The allegations of a conspiracy among the defendants to wreck the corporation are not sustained by the evidence and need not be further considered.
1. The evidence, in regard to what, if anything, plaintiff was to be paid for his services, is conflicting, and there is no evidence that the defendant corporation in its corporate capacity ever agreed that any amount due or to become due on account of such services should be credited against his subscription for stock. There is no doubt that payment for stock subscribed may be made in property or services, if so agreed upon between the corporation and the subscriber : 1 Cook on Corporations, Chapter II, Sections 16, 17 and 18. But in the absence of such an agreement, the subscription is deemed payable in cash: Ibid., Section 17, supra.
2. There is also no doubt but that as between a solvent corporation and a subscriber, who is a creditor of the corporation, the parties may agree that the debt owing to the subscriber may be credited upon the amount due from him upon an unpaid subscription.
3. But this is as far as any of the authorities go. We have found no case, and counsel for plaintiff has cited us to none, going so far as to hold that in the absence of an agreement to that effect, and in the absence of some other equitable ground of relief, a subscriber to stock, having an unliquidated claim against a corporation for services, or otherwise, can go into equity and have the claim there liquidated and set off against the amount due on his subscription. Such a course would deprive the corporation of its right to *392have the validity of the claim tried at law with the aid of a jury, to say nothing of the embarrassments which would arise to corporations in making calls for assessments and computing in advance the amount necessary to include in the call.

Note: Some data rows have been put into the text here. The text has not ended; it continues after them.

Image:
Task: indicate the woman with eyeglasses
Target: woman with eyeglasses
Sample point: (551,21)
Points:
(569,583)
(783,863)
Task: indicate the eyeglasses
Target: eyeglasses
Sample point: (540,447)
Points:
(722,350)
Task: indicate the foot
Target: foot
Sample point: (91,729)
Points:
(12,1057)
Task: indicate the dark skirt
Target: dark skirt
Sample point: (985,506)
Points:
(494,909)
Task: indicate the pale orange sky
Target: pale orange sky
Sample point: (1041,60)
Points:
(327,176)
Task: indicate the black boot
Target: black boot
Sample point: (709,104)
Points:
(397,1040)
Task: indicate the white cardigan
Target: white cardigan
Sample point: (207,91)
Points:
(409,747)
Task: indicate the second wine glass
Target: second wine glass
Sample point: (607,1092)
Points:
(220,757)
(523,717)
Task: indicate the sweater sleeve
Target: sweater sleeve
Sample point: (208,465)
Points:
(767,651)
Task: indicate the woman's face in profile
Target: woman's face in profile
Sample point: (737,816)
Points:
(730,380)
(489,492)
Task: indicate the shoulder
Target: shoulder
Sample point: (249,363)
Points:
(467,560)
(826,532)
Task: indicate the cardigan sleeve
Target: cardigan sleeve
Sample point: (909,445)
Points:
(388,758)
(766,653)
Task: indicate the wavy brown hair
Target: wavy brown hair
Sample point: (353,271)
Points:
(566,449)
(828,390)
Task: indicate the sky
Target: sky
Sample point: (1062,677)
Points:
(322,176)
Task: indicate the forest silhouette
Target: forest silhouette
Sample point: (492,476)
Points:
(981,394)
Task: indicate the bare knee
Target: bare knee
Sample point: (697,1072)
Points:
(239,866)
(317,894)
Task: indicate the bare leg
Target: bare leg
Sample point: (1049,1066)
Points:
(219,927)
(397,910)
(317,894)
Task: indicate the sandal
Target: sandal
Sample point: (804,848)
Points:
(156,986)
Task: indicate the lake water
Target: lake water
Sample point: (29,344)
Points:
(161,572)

If an employee stockholder can thus offset a claim for personal services against his corporation, there would be no valid reason why he might not buy up claims of others against the company and invoke the aid of equity to offset them against his subscription.
The case of Anthony v. Hillsboro Gold Min. Co., 58 Or. 258 (113 Pac. 442, 114 Pac. 95), is cited by plaintiff in favor of his contention, and, while at first glance it may so appear, a critical examination of it shows the contrary.
In the first place, there was another invulnerable ground in that case for equitable relief, and the question of the value of Anthony’s services was merely incidental to the main question. There was an attempt to sell his shares upon an assessment levied in pursuance of a void by-law, and the legality of the proceedings was the principal matter contested. Equity having jurisdiction for this purpose could finally settle all matters relating to the subscription which were in dispute between the parties.
In the second place, the court found that there was an agreement between the parties that the plaintiff Anthony should put his service against the money which the other parties to the adventure should expend in paying for the mine, and that, as the other parties had received shares of stock to the amount of the money they had contributed, Anthony was entitled also to receive stock to the value of the services rendered by him less $553.50, unlawfully drawn from the company’s treasury.
*393It will be noted that here was an agreement between the parties. Anthony, in effect, was to pay in services irrespective of their value, and against these services the other parties were to pay money. Anthony’s services constituted in effect a liquidated demand, and this, coupled with the agreement recited in the opinion, probably brought the case within the rule, as stated in Cook on Corporations, Chapter II, Sections 16,17 and 18. The writer of this opinion, who tried the case at Circuit, thought and decided differently but was reversed, and no doubt properly, by this court.
It may be proper to add that the phase of the case here discussed was not argued in the briefs of counsel, or alluded to by the court in its opinion in Anthony v. Hillsboro, etc., 58 Or. -258 (113 Pac. 442, 114 Pac. 95), the defendants relying principally upon certain estoppels pleaded in the answer as a defense against the patent irregularity in the notice of sale of the stock.
4. It is claimed that the assessment is unequal, but no inequality is shown in the pleadings, which allege in substance that each subscriber paid the first assessment of 10 per cent on the stock subscribed by him, and that no other payments had been made thereon by anybody, except in so far as the value of the services rendered by plaintiff and Fenner constituted' payments. In the testimony it appeared that at the inception of the corporation Fenner had furnished certain necessary machinery, for which he had never been paid. Fenner presented a claim for the price of the machinery, with interest, and this claim was allowed by the corporation, and by agreement he was given credit for the amount in payment of his assessment. In this, in the absence of fraud, there was nothing illegal. There is no doubt or controversy about his having furnished the machinery and nothing to indicate *394that his claim for compensation was not just. The corporation had a right to allow it and, when so allowed, to agree that the amount found due him should be credited upon the sum due upon stock subscription.
Had plaintiff presented his claim for services and succeeded in inducing the corporation to allow it or part of it and to credit it upon his stock subscription, the transaction would have been perfectly legal and regular, hut his claim has never been liquidated and no agreement to credit it upon his stock subscription has been shown, so that so far as we can see he has no remedy except to pay his subscription and bring his action at law upon his alleged claim for services, so that a jury, which is seldom illiberal when a question of wages is submitted to it, can determine what the actual agreement was in reference thereto and appraise the value of the services performed.
The decree of the Circuit Court is affirmed.
Affirmed.
Bean, Johns and Bennett, JJ., concur.